李絳在唐憲宗朝,值魏博田季安死,子懷諫弱,李吉甫請興兵討之。絳以為魏博不必用兵,當自歸朝廷。吉甫盛陳不可不用兵之狀。絳曰:“臣竊觀兩河藩鎮之跋扈者,皆分兵以隸諸將,不使專在一人,恐其權任太重,乘間而謀已故也。諸將勢均力敵,莫能相製;欲廣相連結,則眾心不同,其謀必泄;欲獨起為變,則兵少力微,勢必不成——跋扈者恃此以為長策。然臣竊思之,若常得嚴明主帥,能製諸將之死命者以臨之,則粗能自圖矣。今懷諫乳臭子,不能自聽斷,軍府大權,必有所歸;諸將厚薄不均,怨怒必起。然則向日分兵之策,適足為今日禍亂之階也。田氏不為屠肆,則悉為俘囚矣,何煩天兵哉!但願陛下按兵養威,嚴敕諸道,選士馬以須後效,使賊中知之,不過數月,必有自效於軍中者。

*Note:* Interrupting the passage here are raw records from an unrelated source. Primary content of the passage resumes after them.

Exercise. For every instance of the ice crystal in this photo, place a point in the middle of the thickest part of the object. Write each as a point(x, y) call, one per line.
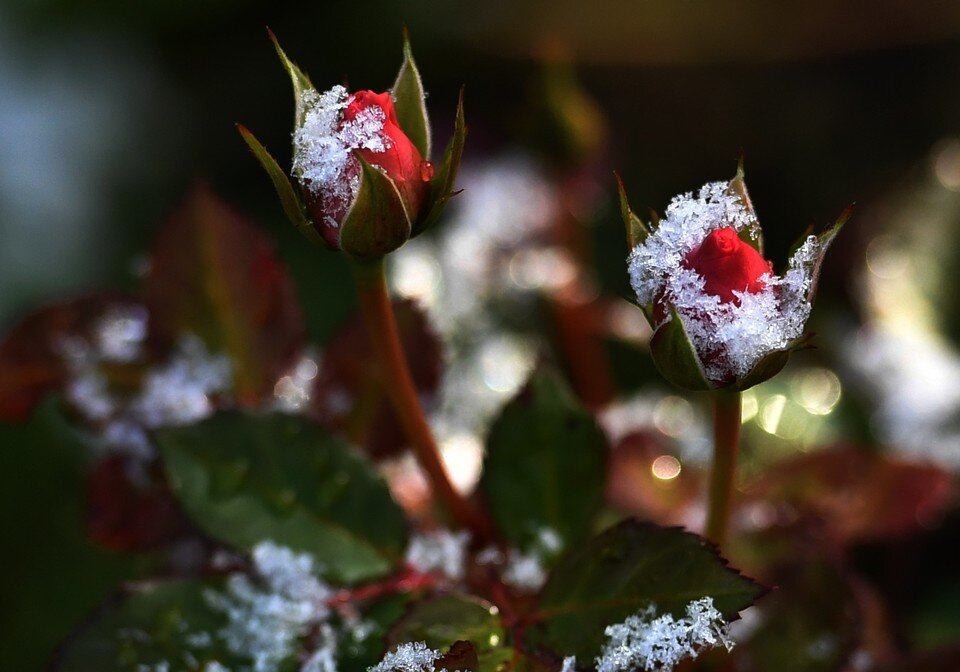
point(729, 338)
point(293, 390)
point(439, 551)
point(654, 643)
point(323, 146)
point(411, 657)
point(120, 332)
point(267, 618)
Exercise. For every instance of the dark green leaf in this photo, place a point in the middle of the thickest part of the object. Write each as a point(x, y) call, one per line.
point(637, 230)
point(214, 274)
point(357, 655)
point(445, 179)
point(545, 465)
point(299, 80)
point(626, 569)
point(249, 478)
point(675, 357)
point(151, 624)
point(409, 102)
point(293, 207)
point(446, 619)
point(377, 222)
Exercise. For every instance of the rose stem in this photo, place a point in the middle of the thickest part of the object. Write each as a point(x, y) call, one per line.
point(726, 446)
point(576, 317)
point(398, 384)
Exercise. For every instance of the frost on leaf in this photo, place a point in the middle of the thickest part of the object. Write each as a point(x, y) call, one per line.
point(411, 657)
point(323, 147)
point(439, 551)
point(654, 643)
point(266, 618)
point(729, 338)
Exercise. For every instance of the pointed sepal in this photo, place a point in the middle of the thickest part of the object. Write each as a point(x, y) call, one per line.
point(377, 222)
point(752, 235)
point(409, 100)
point(675, 356)
point(445, 178)
point(637, 230)
point(289, 199)
point(299, 80)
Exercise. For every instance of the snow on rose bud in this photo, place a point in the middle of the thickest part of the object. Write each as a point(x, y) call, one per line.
point(721, 317)
point(361, 162)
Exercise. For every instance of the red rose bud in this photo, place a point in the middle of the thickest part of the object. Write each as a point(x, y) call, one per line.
point(400, 159)
point(727, 265)
point(721, 317)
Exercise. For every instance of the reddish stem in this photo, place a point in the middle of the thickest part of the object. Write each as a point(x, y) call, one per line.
point(726, 447)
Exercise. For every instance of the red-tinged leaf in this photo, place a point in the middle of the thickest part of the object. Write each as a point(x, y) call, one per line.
point(214, 274)
point(31, 364)
point(348, 396)
point(130, 507)
point(857, 493)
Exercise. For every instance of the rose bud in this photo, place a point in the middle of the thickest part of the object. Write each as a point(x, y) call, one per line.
point(361, 161)
point(721, 317)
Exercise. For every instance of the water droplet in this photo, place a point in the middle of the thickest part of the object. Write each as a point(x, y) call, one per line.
point(426, 171)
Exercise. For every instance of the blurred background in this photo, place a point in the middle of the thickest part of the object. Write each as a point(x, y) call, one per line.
point(111, 110)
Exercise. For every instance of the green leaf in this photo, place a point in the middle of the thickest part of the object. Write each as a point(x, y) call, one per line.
point(675, 357)
point(637, 230)
point(409, 102)
point(623, 570)
point(216, 275)
point(377, 222)
point(151, 624)
point(247, 478)
point(293, 207)
point(545, 465)
point(445, 179)
point(446, 619)
point(299, 80)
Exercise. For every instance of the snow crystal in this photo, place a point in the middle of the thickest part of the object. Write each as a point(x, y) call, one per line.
point(266, 619)
point(179, 392)
point(412, 657)
point(729, 338)
point(657, 643)
point(292, 391)
point(439, 551)
point(324, 142)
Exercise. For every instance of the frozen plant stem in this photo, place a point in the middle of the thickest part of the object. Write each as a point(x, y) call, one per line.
point(377, 310)
point(726, 446)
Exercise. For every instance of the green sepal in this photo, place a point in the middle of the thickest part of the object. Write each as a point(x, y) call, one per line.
point(637, 230)
point(409, 102)
point(675, 356)
point(445, 178)
point(299, 80)
point(289, 199)
point(377, 222)
point(752, 236)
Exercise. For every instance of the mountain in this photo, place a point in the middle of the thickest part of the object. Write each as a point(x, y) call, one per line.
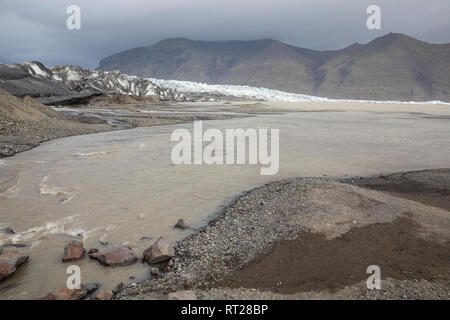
point(392, 67)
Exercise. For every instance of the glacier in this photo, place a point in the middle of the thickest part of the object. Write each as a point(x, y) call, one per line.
point(255, 93)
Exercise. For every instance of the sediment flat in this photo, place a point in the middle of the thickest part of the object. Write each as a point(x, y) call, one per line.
point(313, 238)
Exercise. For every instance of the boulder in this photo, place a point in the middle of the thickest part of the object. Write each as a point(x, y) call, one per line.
point(10, 260)
point(74, 251)
point(114, 256)
point(181, 225)
point(182, 295)
point(104, 295)
point(159, 252)
point(7, 230)
point(66, 294)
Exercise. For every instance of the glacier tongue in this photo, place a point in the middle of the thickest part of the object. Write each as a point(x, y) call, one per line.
point(254, 93)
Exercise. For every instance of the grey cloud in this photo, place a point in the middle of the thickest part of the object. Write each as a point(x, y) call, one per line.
point(35, 30)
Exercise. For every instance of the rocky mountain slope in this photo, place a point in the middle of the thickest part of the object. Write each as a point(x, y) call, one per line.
point(73, 84)
point(392, 67)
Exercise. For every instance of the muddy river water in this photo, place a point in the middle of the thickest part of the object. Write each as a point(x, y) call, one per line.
point(121, 187)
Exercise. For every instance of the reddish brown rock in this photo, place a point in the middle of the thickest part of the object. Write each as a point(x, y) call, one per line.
point(115, 256)
point(104, 295)
point(66, 294)
point(159, 252)
point(10, 260)
point(74, 251)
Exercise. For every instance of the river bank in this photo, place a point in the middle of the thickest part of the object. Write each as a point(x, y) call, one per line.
point(25, 123)
point(310, 238)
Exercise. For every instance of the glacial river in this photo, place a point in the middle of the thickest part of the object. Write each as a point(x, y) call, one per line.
point(121, 187)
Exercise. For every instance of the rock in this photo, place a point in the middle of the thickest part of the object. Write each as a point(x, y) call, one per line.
point(91, 287)
point(182, 295)
point(118, 287)
point(181, 225)
point(66, 294)
point(93, 250)
point(7, 230)
point(114, 256)
point(74, 251)
point(155, 272)
point(104, 295)
point(159, 252)
point(10, 260)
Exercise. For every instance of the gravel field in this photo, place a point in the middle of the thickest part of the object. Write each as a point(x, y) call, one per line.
point(251, 227)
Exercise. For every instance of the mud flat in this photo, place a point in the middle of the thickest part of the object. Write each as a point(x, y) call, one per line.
point(311, 238)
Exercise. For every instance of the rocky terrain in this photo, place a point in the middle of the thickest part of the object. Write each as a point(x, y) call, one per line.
point(63, 85)
point(392, 67)
point(25, 123)
point(312, 238)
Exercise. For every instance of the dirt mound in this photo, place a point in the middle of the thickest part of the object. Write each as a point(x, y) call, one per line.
point(312, 262)
point(14, 108)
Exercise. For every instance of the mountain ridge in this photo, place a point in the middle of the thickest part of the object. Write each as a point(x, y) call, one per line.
point(391, 67)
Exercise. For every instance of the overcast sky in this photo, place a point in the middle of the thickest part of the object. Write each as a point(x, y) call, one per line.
point(36, 29)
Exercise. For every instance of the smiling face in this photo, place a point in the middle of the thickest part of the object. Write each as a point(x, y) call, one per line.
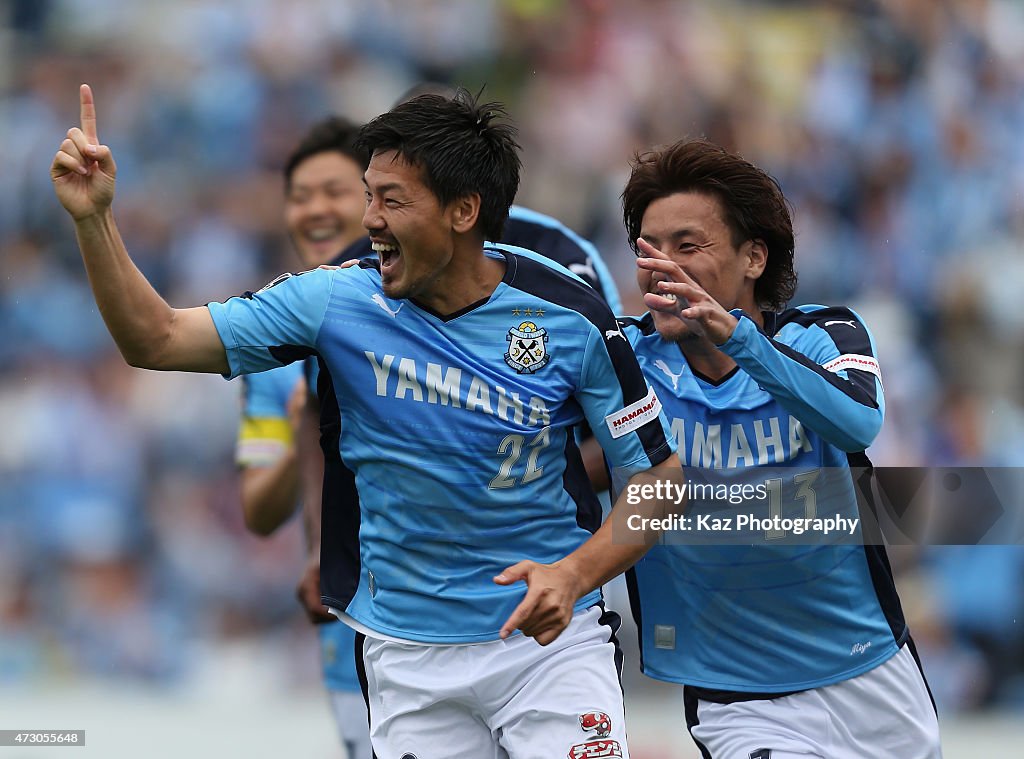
point(413, 234)
point(324, 206)
point(690, 228)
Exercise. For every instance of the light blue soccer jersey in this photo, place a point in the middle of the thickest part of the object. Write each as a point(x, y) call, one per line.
point(757, 613)
point(459, 429)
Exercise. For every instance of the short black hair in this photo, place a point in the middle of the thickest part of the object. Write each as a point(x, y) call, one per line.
point(333, 134)
point(752, 201)
point(461, 145)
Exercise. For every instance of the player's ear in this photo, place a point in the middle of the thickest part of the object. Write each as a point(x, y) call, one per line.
point(465, 211)
point(757, 258)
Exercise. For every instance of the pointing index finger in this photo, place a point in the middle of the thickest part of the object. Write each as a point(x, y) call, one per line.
point(88, 115)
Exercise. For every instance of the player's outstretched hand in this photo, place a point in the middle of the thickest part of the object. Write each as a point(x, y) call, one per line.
point(83, 171)
point(551, 593)
point(307, 592)
point(676, 292)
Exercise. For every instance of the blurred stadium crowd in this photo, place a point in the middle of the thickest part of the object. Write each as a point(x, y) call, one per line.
point(894, 127)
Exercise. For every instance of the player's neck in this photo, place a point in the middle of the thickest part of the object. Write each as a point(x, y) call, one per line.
point(705, 359)
point(470, 278)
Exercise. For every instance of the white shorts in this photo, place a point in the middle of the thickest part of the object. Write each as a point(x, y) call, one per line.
point(886, 713)
point(350, 715)
point(509, 699)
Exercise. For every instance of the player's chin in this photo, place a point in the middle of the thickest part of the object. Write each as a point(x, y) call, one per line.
point(671, 328)
point(394, 288)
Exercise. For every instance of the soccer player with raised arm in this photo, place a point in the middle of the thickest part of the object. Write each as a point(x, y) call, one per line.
point(324, 206)
point(786, 648)
point(460, 371)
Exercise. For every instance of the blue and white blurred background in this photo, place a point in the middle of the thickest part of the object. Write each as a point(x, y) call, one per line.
point(133, 603)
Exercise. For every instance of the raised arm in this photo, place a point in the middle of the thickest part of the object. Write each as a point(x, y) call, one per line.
point(148, 332)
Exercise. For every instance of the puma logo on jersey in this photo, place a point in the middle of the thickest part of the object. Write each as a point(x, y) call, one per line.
point(617, 332)
point(674, 377)
point(379, 300)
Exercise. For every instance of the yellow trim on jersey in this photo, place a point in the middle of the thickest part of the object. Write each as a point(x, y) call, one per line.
point(262, 440)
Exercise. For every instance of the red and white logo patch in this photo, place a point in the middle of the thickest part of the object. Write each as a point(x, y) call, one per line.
point(854, 361)
point(600, 724)
point(635, 415)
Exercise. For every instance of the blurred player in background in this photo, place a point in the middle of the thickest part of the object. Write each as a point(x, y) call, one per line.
point(462, 443)
point(783, 649)
point(324, 205)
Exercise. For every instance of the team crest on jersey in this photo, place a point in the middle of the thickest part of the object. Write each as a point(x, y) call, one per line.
point(600, 724)
point(527, 347)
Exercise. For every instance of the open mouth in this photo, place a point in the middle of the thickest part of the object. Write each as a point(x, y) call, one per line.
point(388, 254)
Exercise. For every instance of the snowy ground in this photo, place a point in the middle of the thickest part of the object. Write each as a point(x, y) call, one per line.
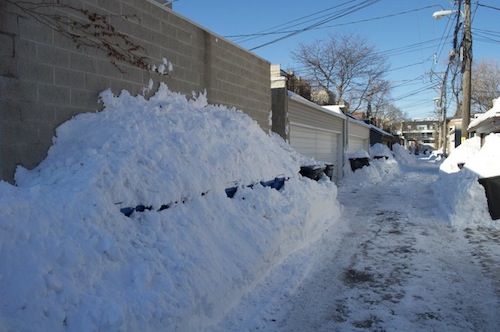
point(393, 263)
point(127, 225)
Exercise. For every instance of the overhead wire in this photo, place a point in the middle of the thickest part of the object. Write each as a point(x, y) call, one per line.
point(343, 13)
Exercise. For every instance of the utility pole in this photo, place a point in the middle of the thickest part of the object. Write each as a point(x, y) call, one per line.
point(442, 104)
point(466, 70)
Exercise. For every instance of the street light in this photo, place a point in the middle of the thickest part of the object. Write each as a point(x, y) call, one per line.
point(467, 62)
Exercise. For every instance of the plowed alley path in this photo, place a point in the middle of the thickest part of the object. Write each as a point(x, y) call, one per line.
point(392, 263)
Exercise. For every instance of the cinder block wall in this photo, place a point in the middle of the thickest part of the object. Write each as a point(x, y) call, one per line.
point(45, 79)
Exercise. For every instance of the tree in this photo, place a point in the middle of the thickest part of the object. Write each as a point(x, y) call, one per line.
point(485, 84)
point(85, 28)
point(346, 65)
point(390, 120)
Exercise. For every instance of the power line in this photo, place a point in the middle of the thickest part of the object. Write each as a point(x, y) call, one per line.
point(486, 6)
point(348, 11)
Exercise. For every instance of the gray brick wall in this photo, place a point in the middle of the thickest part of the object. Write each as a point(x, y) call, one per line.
point(45, 79)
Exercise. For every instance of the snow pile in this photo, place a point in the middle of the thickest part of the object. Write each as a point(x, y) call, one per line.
point(380, 170)
point(403, 155)
point(380, 150)
point(458, 192)
point(70, 258)
point(459, 156)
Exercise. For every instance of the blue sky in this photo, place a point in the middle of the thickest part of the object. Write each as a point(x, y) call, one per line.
point(415, 44)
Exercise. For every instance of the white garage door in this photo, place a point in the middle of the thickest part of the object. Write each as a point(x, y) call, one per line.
point(356, 143)
point(319, 144)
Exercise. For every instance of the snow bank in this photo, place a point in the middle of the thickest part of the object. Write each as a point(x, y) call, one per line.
point(458, 191)
point(460, 155)
point(403, 155)
point(71, 260)
point(380, 170)
point(380, 150)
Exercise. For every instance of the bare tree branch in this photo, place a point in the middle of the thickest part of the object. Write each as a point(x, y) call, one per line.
point(85, 28)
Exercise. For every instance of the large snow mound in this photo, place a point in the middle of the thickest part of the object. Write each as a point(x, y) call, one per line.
point(403, 155)
point(72, 261)
point(458, 192)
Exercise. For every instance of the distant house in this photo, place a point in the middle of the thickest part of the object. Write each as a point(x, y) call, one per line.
point(378, 135)
point(488, 122)
point(422, 133)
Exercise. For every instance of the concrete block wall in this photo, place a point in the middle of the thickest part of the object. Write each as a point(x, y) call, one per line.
point(45, 79)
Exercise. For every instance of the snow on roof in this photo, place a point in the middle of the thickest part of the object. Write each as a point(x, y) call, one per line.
point(304, 101)
point(493, 113)
point(383, 132)
point(352, 119)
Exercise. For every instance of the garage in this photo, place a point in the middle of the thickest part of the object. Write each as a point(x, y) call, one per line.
point(317, 143)
point(316, 132)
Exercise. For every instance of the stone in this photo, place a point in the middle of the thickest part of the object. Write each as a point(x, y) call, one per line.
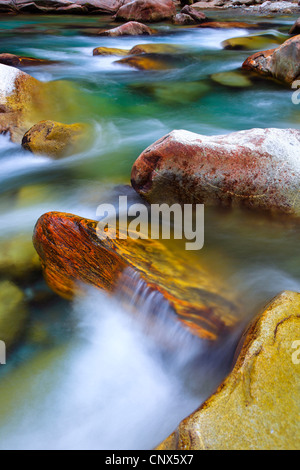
point(13, 313)
point(18, 61)
point(295, 29)
point(258, 169)
point(104, 51)
point(72, 255)
point(252, 42)
point(257, 406)
point(232, 79)
point(282, 64)
point(55, 139)
point(150, 61)
point(132, 28)
point(148, 11)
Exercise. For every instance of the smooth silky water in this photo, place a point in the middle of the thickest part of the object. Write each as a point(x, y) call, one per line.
point(101, 377)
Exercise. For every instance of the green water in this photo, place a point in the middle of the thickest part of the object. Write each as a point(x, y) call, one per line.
point(69, 383)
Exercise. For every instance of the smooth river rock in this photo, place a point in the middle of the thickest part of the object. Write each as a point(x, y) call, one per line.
point(55, 139)
point(282, 64)
point(257, 407)
point(72, 254)
point(257, 169)
point(148, 11)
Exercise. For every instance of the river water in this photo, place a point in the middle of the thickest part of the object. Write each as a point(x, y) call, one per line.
point(99, 380)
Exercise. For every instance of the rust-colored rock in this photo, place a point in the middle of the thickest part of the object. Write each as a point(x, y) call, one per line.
point(148, 11)
point(282, 64)
point(257, 407)
point(132, 28)
point(71, 254)
point(258, 169)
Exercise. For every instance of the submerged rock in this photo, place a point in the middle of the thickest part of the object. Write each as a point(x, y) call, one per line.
point(295, 29)
point(132, 28)
point(18, 61)
point(13, 313)
point(232, 79)
point(257, 407)
point(150, 61)
point(258, 169)
point(72, 254)
point(282, 64)
point(110, 51)
point(55, 139)
point(252, 42)
point(148, 11)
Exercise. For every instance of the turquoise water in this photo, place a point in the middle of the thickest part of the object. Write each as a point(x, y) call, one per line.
point(86, 374)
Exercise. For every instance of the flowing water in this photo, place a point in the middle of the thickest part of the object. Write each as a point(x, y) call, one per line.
point(89, 374)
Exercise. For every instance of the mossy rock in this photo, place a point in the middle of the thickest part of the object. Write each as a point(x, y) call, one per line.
point(55, 139)
point(13, 313)
point(232, 79)
point(253, 43)
point(257, 407)
point(107, 51)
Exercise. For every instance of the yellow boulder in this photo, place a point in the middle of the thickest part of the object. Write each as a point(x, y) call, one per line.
point(258, 406)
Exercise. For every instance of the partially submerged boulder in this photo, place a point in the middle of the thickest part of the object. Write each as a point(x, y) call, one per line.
point(282, 64)
point(132, 28)
point(19, 61)
point(104, 51)
point(148, 11)
point(72, 254)
point(295, 29)
point(257, 407)
point(258, 169)
point(55, 139)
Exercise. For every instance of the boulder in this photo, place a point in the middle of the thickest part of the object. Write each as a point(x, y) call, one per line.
point(150, 61)
point(104, 51)
point(183, 19)
point(252, 42)
point(13, 313)
point(147, 11)
point(72, 255)
point(132, 28)
point(257, 406)
point(282, 64)
point(295, 29)
point(18, 61)
point(258, 169)
point(55, 139)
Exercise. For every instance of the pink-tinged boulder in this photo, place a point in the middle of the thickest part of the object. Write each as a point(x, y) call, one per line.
point(258, 169)
point(282, 64)
point(147, 11)
point(295, 29)
point(132, 28)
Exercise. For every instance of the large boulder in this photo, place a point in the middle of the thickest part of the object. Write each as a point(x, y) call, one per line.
point(72, 255)
point(55, 139)
point(295, 29)
point(132, 28)
point(25, 101)
point(258, 168)
point(282, 64)
point(257, 407)
point(148, 11)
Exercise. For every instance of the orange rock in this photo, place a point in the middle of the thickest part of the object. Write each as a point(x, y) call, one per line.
point(72, 255)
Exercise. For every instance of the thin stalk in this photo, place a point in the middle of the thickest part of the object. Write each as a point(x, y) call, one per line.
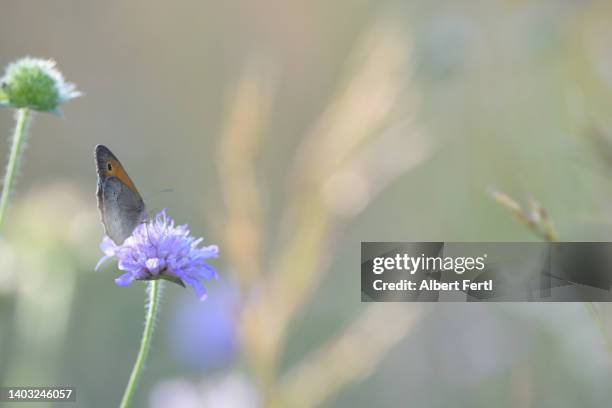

至時,唯在朝廷應之敏速,中其機會,不愛爵祿以賞其人,使兩河藩鎮恐其麾下聞而效之以取朝廷之賞,亦恐懼為恭慎矣。此所謂不戰而屈人兵者也。”既而田懷諫幼弱,軍政皆決於家僮蔣士則,以愛憎移易諸將,眾皆憤怒。田興晨入府,士卒數千人大噪,環興而拜,請為留後。興驚仆地,久之,度不免,乃謂眾曰:“汝肯聽吾言乎?勿犯副大使,守朝廷法令,申版籍,請官吏,然後可。”皆曰:“諾。”興乃殺蔣士則等十餘人,遷懷諫於外。冬十月,魏博監軍以狀聞,上亟詔宰相,謂李絳曰:“卿揣魏博若符契!”李吉甫請遣中使宣慰以觀其變,李絳曰:“不可。今田興奉其土地兵眾,坐待詔命,不乘此際推心撫納,結以大恩,必待敕使至彼,待將士表來為請節鉞,然後與之,則是恩出於下,非出於上,將士為重,朝廷為輕矣!”上乃以興為魏博節度使。製命至魏州,興感泣流涕,士眾無不鼓舞。李絳又言:“魏博五十餘年不沾皇化,一旦舉六州之地來歸,刳河朔之腹心,傾叛亂之巢穴,不有重賞過其所望,則無以慰士卒之心,使四鄰勸慕。請發內庫錢百五十萬緡以賜之。”左右宦官以為太多,絳曰:“田興不貪專地之利,不顧四鄰之患,歸命聖朝,陛下奈何愛小費而遺大計,不以收一道人心哉!借使國家發十五萬兵以取六州,期年而克之,其費豈止百五十萬緡已乎!”上悅曰:“朕所以惡衣菲食,蓄聚貨財,正為平定四方,不然,徒貯之府庫何為!”即遣知製誥裴度至魏博宣慰,以錢百五十萬賞軍士,六州百姓給複一年。軍士受賜,歡聲如雷。成德、兗鄆使者數輩見之,相顧失色,歎曰:“倔強果何益乎!”
李泌嘗言:“善料敵者,料將不料兵。”泌之策陝城,絳之揣魏博,皆料將法也。